Esta é a razão porque tenho grande prazer em ter colaboradores tão
qualificados como os psicólogos soviéticos. Eles estudam crianças em meios
muito diferentes deste em que desenvolvo minhas observações. Nada é mais útil
para a ciência do que este confronto de pesquisas por psicólogos russos e por
outros de outros países. Até o ponto em que os resultados das pesquisas
descritas neste volume estão preocupados, gostaria de acrescentar muito mais no
que foi escrito em 1.922 e que eu não poderia fazer em um curto prefácio.
Estou bem certo que meus resultados são somente fragmentários e questionáveis.
Mas, isto não me entristece, porque eu sei que outros darão continuidade a
tais pesquisas".

A triste realidade parece ser que Piaget e Vygotsky nunca se encontraram, apesar
deste prefácio, acrescentam Tryphon e Vonéche (1.996, Introd.) Há alguma
especulação sobre um possível encontro em Moscow num Congresso sobre "Pedology",
mas não há evidência de tal encontro dos dois estudiosos, nem em cartas de
Piaget e nem nas recordações da filha de Vygotsky .Segundo Tryphon e Vonéche,
o que parece mais provável é que Piaget tivesse encontrado com Lúria em 1.929
na Universidade de Yale, New Haven, para um Congresso de Psicologia (um fato
comprovado por uma carta de Piaget para Meyerson) e que ambos decidiram
colaborar de uma forma ou de outra em um triângulo: Lúria, Vygotsky e Piaget.

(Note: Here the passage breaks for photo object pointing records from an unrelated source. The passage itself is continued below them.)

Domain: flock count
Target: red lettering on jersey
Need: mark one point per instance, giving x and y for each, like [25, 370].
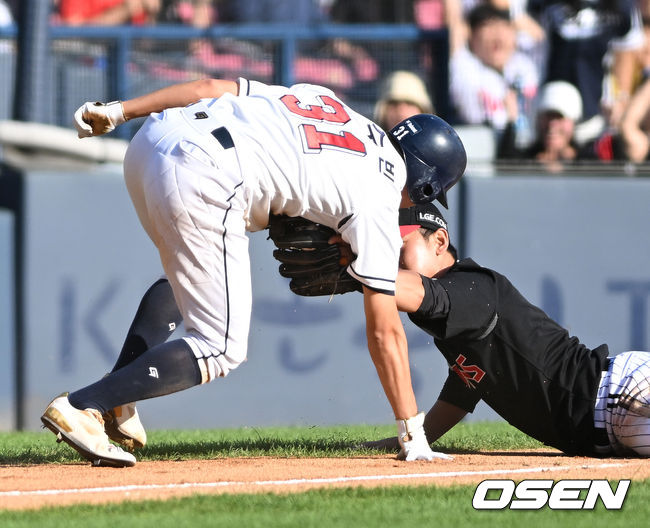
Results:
[332, 111]
[316, 140]
[470, 374]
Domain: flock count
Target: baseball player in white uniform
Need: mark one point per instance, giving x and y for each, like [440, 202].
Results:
[213, 159]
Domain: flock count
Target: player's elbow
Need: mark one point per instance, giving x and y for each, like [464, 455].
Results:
[214, 88]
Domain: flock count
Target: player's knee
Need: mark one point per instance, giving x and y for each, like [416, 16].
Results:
[214, 362]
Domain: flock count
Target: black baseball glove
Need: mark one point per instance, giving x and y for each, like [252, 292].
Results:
[314, 266]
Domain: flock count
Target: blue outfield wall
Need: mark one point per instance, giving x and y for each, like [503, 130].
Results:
[7, 321]
[576, 247]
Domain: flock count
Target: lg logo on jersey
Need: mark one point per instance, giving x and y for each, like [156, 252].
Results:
[535, 494]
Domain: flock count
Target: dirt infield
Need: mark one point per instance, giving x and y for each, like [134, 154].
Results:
[24, 487]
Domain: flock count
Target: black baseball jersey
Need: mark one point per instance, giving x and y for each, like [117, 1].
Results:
[509, 353]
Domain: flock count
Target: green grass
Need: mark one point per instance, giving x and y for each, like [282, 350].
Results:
[417, 506]
[40, 447]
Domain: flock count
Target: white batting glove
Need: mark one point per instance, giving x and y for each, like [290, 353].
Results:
[413, 441]
[95, 119]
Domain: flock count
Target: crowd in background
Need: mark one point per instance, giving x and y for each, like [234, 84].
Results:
[557, 81]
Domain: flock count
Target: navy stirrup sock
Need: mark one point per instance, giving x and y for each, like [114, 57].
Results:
[163, 369]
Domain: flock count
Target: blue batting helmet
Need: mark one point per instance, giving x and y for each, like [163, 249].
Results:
[434, 154]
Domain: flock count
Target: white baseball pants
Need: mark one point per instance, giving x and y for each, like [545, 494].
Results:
[623, 403]
[189, 195]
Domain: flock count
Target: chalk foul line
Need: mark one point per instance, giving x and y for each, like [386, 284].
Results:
[291, 482]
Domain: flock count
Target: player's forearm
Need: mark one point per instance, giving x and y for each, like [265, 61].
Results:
[389, 352]
[394, 374]
[409, 291]
[177, 95]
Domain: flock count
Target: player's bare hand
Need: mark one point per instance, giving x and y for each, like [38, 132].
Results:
[347, 255]
[413, 441]
[95, 119]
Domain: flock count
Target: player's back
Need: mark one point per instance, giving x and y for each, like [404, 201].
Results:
[305, 153]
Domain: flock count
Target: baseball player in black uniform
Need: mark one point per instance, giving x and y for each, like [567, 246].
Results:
[505, 351]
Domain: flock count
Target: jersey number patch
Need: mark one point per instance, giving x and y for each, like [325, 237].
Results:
[332, 112]
[470, 374]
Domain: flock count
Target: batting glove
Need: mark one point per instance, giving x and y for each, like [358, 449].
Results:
[95, 119]
[413, 441]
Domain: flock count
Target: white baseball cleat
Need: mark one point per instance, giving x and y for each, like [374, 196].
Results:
[123, 425]
[84, 432]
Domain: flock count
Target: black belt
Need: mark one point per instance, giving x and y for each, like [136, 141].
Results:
[607, 364]
[601, 439]
[222, 135]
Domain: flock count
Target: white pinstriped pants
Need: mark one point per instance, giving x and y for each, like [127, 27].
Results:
[190, 198]
[623, 403]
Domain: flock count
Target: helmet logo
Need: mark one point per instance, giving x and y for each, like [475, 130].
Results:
[407, 127]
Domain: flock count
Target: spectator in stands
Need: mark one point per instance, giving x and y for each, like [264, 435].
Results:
[403, 94]
[490, 69]
[299, 12]
[635, 125]
[529, 34]
[580, 35]
[196, 13]
[107, 12]
[372, 11]
[559, 109]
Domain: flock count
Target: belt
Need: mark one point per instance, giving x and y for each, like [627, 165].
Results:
[224, 138]
[601, 440]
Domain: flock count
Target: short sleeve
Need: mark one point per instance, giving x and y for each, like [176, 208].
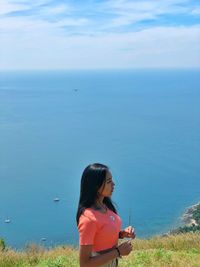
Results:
[87, 230]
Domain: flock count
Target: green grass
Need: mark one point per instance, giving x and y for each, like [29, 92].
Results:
[170, 251]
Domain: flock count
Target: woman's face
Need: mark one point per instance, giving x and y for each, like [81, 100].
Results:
[107, 189]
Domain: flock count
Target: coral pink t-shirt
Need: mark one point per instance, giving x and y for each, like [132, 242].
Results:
[101, 230]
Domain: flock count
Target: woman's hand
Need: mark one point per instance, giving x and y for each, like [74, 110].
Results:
[125, 248]
[128, 232]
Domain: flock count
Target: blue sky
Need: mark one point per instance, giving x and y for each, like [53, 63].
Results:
[66, 34]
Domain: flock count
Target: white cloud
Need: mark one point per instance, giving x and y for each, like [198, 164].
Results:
[7, 7]
[196, 11]
[156, 47]
[36, 41]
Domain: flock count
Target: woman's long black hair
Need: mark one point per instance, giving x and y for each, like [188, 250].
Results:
[93, 177]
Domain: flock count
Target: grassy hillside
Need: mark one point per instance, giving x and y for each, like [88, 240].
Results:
[174, 251]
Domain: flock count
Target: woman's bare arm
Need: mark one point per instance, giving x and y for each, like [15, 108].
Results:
[87, 261]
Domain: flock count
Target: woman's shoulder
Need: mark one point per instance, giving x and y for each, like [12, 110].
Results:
[89, 214]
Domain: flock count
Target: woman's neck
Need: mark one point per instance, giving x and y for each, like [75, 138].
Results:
[99, 205]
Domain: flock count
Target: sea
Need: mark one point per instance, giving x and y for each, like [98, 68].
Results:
[144, 124]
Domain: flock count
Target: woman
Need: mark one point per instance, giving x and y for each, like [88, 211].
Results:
[98, 223]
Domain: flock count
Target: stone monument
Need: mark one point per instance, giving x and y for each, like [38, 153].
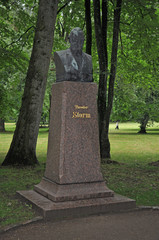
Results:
[73, 184]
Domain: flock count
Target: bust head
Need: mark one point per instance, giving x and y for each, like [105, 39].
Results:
[76, 39]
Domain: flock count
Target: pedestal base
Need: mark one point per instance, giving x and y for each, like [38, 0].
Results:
[63, 210]
[71, 192]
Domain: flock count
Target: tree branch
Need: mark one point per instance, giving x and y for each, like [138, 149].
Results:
[19, 37]
[63, 6]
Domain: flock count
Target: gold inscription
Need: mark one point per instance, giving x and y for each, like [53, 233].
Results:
[81, 107]
[81, 115]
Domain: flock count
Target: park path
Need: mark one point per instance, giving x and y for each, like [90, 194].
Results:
[136, 225]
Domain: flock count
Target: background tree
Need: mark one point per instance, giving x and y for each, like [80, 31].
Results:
[23, 147]
[106, 89]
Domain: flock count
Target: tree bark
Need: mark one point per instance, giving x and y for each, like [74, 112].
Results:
[2, 126]
[101, 38]
[88, 27]
[23, 147]
[105, 100]
[117, 13]
[143, 123]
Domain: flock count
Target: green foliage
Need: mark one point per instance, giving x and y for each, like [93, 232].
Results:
[17, 20]
[133, 178]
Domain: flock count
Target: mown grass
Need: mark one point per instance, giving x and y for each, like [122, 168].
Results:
[133, 177]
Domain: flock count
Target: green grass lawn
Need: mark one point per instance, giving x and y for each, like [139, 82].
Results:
[133, 177]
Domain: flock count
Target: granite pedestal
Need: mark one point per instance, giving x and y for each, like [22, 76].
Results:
[73, 184]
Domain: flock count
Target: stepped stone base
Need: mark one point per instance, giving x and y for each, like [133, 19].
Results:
[69, 209]
[71, 192]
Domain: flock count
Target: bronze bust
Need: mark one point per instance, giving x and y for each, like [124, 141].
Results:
[73, 64]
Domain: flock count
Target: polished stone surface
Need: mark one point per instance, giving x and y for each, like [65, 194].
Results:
[73, 160]
[73, 145]
[63, 210]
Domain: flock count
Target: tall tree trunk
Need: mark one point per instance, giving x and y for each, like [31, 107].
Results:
[105, 100]
[143, 123]
[2, 126]
[23, 147]
[101, 38]
[88, 27]
[117, 13]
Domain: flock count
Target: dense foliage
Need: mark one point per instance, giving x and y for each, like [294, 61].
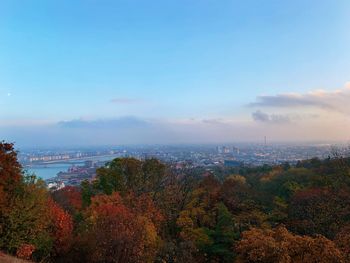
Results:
[142, 211]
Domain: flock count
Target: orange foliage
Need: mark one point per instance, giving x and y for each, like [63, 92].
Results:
[62, 226]
[10, 172]
[279, 245]
[25, 251]
[123, 232]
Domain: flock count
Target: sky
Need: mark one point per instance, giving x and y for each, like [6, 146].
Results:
[98, 72]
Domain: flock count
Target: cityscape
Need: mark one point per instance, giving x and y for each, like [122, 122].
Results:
[75, 165]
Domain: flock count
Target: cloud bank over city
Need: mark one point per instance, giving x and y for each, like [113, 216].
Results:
[174, 72]
[326, 119]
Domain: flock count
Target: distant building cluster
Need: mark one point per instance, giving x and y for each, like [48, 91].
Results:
[178, 157]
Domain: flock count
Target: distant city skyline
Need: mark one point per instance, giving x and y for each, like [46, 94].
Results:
[143, 72]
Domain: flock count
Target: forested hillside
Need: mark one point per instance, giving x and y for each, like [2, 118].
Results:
[143, 211]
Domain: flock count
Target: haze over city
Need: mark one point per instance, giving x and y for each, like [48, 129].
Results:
[129, 72]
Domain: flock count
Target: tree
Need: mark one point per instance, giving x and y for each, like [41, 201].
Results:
[319, 211]
[122, 231]
[61, 227]
[280, 246]
[129, 174]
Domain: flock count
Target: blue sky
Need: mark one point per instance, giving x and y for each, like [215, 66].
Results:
[191, 71]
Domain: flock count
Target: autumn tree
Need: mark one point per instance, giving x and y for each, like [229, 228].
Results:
[122, 230]
[130, 174]
[319, 211]
[279, 245]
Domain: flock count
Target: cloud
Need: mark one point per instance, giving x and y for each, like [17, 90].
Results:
[337, 100]
[125, 101]
[260, 116]
[119, 123]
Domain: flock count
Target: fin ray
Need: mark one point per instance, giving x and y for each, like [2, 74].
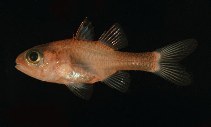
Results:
[168, 68]
[83, 91]
[119, 81]
[114, 37]
[85, 31]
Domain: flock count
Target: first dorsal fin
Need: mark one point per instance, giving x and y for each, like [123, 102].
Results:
[85, 31]
[114, 37]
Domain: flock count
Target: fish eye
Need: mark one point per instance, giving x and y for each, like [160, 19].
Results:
[33, 56]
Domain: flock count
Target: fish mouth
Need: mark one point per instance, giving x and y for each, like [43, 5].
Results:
[18, 67]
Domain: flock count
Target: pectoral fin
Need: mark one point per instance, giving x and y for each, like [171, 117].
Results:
[81, 90]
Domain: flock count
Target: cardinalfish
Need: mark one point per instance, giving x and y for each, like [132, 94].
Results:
[80, 62]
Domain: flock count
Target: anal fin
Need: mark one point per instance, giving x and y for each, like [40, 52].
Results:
[83, 91]
[119, 81]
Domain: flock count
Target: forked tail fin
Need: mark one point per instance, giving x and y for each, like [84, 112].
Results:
[168, 66]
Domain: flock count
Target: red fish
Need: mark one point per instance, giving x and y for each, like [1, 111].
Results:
[80, 62]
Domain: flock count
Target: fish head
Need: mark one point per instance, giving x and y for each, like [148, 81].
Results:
[37, 62]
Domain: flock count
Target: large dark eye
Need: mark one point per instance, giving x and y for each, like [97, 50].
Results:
[33, 56]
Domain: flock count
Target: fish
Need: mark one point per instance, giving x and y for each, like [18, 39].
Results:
[81, 61]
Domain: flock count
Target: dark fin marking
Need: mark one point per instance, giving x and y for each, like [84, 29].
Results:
[119, 81]
[81, 90]
[114, 37]
[169, 56]
[85, 31]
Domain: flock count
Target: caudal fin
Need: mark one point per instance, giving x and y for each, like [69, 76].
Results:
[168, 66]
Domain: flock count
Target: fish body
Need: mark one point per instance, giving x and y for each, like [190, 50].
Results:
[80, 62]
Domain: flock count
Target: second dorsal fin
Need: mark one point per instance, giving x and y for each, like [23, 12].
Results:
[114, 37]
[85, 31]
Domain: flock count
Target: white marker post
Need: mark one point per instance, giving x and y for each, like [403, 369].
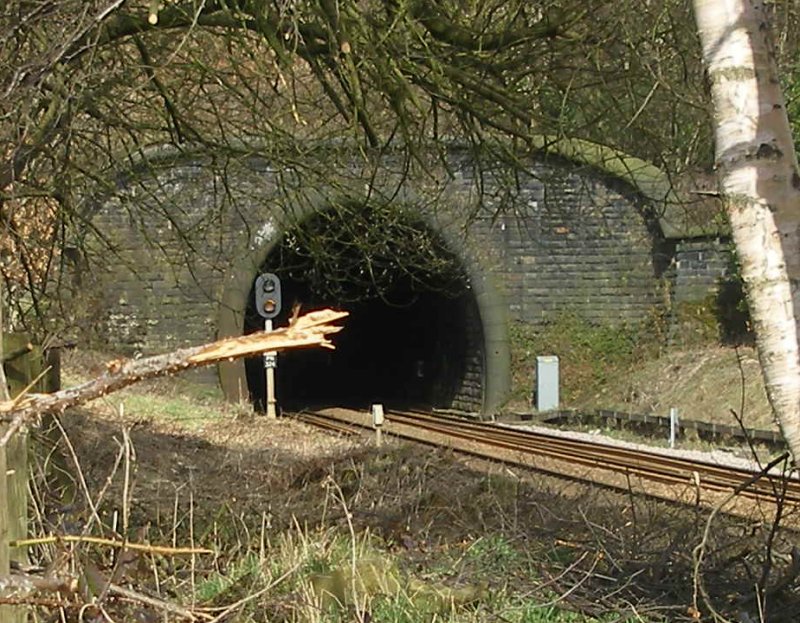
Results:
[377, 423]
[270, 363]
[673, 426]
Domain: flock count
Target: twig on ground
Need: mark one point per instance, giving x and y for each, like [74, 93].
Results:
[115, 543]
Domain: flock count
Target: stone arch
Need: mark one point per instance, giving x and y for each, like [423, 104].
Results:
[486, 292]
[490, 286]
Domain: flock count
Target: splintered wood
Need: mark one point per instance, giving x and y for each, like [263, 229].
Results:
[307, 331]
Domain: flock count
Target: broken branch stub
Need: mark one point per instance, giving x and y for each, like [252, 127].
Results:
[307, 331]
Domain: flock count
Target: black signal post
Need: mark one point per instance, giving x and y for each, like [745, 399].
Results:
[268, 305]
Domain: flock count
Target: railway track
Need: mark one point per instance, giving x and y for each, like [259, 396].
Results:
[684, 478]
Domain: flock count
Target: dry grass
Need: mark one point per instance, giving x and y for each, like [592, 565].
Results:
[288, 509]
[704, 384]
[294, 514]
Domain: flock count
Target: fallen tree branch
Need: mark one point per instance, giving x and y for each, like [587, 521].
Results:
[115, 543]
[310, 330]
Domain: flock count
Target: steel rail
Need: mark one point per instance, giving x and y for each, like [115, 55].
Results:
[650, 465]
[655, 465]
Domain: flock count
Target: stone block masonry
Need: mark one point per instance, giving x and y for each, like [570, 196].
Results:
[555, 238]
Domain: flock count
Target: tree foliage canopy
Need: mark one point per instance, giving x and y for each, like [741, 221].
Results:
[89, 84]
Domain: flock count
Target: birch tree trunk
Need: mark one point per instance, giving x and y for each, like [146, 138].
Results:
[760, 183]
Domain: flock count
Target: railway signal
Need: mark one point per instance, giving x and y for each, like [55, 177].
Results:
[268, 295]
[268, 306]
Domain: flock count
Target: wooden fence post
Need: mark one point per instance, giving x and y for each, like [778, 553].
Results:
[13, 491]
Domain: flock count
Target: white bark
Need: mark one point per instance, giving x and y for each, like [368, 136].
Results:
[759, 179]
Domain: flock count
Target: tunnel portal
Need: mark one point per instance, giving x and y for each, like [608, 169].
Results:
[413, 337]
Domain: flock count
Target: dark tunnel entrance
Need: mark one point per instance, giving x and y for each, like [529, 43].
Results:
[413, 337]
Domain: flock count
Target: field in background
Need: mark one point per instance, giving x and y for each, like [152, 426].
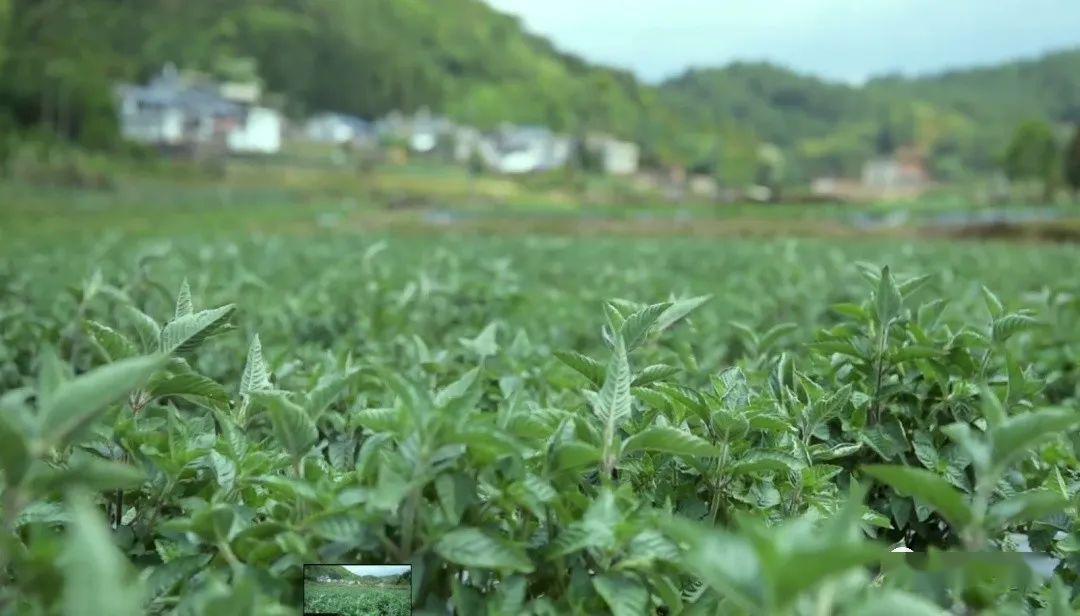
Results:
[355, 600]
[293, 198]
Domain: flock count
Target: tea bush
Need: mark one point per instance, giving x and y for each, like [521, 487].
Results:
[540, 426]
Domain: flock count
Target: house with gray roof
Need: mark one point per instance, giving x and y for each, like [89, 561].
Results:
[175, 110]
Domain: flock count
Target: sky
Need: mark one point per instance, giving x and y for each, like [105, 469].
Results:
[377, 570]
[841, 40]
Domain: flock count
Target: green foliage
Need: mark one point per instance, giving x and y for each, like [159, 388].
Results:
[1033, 155]
[1072, 162]
[499, 415]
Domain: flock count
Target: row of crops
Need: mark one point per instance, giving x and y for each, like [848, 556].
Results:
[540, 426]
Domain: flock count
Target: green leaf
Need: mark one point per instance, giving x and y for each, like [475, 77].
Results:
[149, 331]
[166, 576]
[613, 402]
[1025, 507]
[891, 602]
[97, 577]
[888, 298]
[78, 402]
[678, 310]
[1006, 326]
[188, 384]
[623, 593]
[669, 440]
[377, 419]
[52, 373]
[184, 299]
[761, 460]
[576, 454]
[927, 486]
[115, 345]
[635, 329]
[185, 333]
[724, 561]
[225, 470]
[584, 365]
[14, 451]
[256, 375]
[475, 548]
[292, 425]
[1016, 434]
[484, 344]
[652, 374]
[806, 568]
[993, 304]
[457, 389]
[456, 492]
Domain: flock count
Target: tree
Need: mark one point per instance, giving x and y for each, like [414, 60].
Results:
[1072, 162]
[1033, 156]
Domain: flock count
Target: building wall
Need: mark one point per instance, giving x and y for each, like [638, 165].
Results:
[620, 158]
[259, 134]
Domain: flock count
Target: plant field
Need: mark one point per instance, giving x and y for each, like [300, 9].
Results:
[538, 425]
[355, 600]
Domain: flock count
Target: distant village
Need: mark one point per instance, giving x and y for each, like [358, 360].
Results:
[190, 115]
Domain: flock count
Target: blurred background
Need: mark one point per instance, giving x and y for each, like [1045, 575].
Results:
[788, 117]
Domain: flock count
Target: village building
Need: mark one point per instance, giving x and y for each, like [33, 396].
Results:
[338, 129]
[616, 157]
[174, 110]
[525, 149]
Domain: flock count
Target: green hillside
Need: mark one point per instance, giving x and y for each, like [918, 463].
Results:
[481, 67]
[961, 119]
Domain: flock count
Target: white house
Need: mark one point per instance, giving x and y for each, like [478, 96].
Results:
[177, 110]
[328, 128]
[525, 149]
[258, 132]
[617, 157]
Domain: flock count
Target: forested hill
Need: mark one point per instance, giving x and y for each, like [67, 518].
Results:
[59, 57]
[960, 119]
[364, 57]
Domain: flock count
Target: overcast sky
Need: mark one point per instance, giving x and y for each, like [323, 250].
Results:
[847, 40]
[377, 570]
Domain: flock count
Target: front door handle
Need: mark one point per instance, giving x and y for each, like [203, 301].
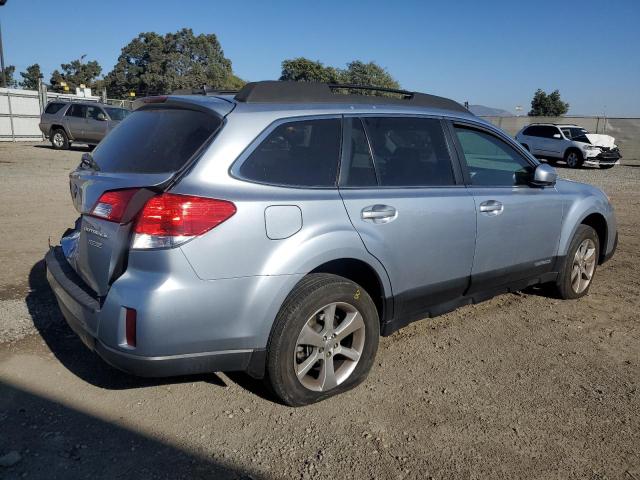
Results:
[491, 207]
[379, 213]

Tryphon e Vonéche se restringem a abordar, na introdução da obra citada, ao
que cada um escreveu sobre o outro.



Vygotsky sobre Piaget



No capítulo 2 de seu livro "Pensamento e Linguagem" (1.934/1.962),
Vygotsky criticou o conceito de egocentrismo apresentado por Piaget. No capítulo
6 do mesmo livro, ele discutiu criticamente a distinção que Piaget faz entre
aprendizagem de conceitos científicos e espontâneos.

Vygotsky considera egocentrismo como pedra fundamental no sistema teórico de
Piaget. Na realidade, não há dúvida de que para Piaget, desenvolvimento
mental vai do solipsismo do bebê para o egocentrismo da criança e deste, para
a descentração do adulto. Mas, o que Vygotsky lastima nesta abordagem é a
linearidade de uma tal concepção de desenvolvimento mental. Para Vygotsky não
há tal linearidade de movimento a partir da linguagem egocêntrica para a
socializada. Ao contrário, suas observações na Rússia demonstraram que a
linguagem egocêntrica é muito mais do que uma mera companheira da ação à
disposição num tempo certo. Linguagem egocêntrica é, além disso, mais do
que uma descarga emocional de tensão na criança ou um simples meio de expressão.
Linguagem egocêntrica deveria ser considerada como um instrumento de pensamento
adaptado a todos os tipos de situação de solução de problemas, porque ela
ajuda a criança definir um problema e construir planos para uma solução possível.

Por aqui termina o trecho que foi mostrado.